You have a Transformer. Now, make it bigger.

The Race for the Largest Language Model

In recent years, the development of LLMs has been characterized by a dramatic increase in size, as measured by the number of parameters. This trend began with models like the original GPT and ELMo, which had millions of parameters, and progressed to models like BERT and GPT-2, with hundreds of millions of parameters. Some of the latest largest models like Megatron-Turing NLG and Google’s PaLM have already surpassed 500 billion parameters.

To put it differently, this means that in the span of the last 4 years only, the size of LLMs has repeatedly doubled every 3.5 months on average.

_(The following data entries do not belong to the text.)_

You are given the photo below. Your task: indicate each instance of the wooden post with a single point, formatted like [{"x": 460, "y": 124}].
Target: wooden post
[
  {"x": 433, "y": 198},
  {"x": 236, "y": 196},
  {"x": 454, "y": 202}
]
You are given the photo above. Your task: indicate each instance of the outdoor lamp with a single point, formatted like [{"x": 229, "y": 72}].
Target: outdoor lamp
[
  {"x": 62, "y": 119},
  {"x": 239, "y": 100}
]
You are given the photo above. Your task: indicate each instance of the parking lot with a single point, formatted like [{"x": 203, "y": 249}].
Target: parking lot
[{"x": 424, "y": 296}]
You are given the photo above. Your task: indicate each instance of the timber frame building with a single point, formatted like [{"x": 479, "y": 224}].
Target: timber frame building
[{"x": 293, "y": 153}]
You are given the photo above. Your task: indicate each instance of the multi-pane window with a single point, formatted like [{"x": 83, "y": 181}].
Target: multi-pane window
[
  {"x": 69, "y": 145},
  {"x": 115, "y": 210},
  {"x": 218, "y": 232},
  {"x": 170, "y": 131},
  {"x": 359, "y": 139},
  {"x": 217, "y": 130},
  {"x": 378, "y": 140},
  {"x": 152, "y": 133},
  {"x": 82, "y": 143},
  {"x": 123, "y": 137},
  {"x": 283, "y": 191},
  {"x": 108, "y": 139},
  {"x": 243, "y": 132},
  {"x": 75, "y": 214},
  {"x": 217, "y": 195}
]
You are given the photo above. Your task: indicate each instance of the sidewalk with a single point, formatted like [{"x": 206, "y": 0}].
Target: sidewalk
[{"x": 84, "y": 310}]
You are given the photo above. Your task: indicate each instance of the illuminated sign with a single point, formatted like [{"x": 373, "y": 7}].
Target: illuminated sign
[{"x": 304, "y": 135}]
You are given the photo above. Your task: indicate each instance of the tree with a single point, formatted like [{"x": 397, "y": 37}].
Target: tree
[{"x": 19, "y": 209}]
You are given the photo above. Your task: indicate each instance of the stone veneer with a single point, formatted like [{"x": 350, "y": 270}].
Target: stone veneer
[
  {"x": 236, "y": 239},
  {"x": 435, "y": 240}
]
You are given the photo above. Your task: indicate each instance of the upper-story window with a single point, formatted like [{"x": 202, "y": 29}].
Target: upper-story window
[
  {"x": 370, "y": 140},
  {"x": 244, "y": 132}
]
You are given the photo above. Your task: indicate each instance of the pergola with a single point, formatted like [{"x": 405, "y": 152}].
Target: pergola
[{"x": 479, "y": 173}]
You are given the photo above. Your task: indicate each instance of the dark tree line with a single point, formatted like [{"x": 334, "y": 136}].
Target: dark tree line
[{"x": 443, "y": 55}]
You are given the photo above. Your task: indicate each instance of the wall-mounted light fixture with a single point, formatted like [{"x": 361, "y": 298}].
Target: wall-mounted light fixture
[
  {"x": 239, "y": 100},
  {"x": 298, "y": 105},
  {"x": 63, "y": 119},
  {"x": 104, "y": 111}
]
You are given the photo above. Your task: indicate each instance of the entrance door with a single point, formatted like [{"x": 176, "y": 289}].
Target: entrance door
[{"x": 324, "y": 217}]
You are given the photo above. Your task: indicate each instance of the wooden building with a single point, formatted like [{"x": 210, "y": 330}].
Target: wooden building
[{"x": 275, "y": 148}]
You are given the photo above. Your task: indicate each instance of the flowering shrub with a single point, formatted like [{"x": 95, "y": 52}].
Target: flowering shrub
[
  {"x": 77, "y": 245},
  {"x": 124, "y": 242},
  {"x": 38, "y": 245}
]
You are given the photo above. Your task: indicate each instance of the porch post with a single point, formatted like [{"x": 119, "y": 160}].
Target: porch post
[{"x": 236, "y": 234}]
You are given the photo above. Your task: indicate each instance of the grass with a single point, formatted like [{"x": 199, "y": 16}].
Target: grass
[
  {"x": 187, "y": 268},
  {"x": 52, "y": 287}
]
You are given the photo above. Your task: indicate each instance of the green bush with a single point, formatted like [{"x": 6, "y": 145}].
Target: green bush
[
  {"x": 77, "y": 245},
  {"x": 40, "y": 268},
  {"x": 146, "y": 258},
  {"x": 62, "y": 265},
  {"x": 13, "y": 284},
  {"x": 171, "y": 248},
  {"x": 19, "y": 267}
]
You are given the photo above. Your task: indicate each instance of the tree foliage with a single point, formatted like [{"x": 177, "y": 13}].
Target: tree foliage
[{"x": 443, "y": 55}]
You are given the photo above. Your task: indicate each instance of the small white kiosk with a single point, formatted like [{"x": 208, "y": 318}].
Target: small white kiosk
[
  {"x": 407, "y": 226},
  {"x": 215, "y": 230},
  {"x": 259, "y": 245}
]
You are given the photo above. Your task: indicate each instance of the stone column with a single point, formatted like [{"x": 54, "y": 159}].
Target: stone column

Language models increase in number of parameters over time –Note: value axis in log scale (source).

How much would it actually cost to train a Large Language Model? It is hard to give a very precise answer, due to the high number of variables involved in the process. However, informed estimates are in the range of 10 to 20 million US dollars only for the pre-training of a model like PaLM using customer cloud services. Of course, this figure is only representative for the cost of the final model pre-training and excludes all the costly engineering, research, and testing involved behind these complex systems.

When training a model, its size is only one side of the picture. The size of the dataset the model will be trained against is obviously a crucial aspect for the final outcome.

But, how to determine how much data one needs to train an LLM?

Scaling Laws: A New Perspective

Double the parameters, double the dataset. Et voilà !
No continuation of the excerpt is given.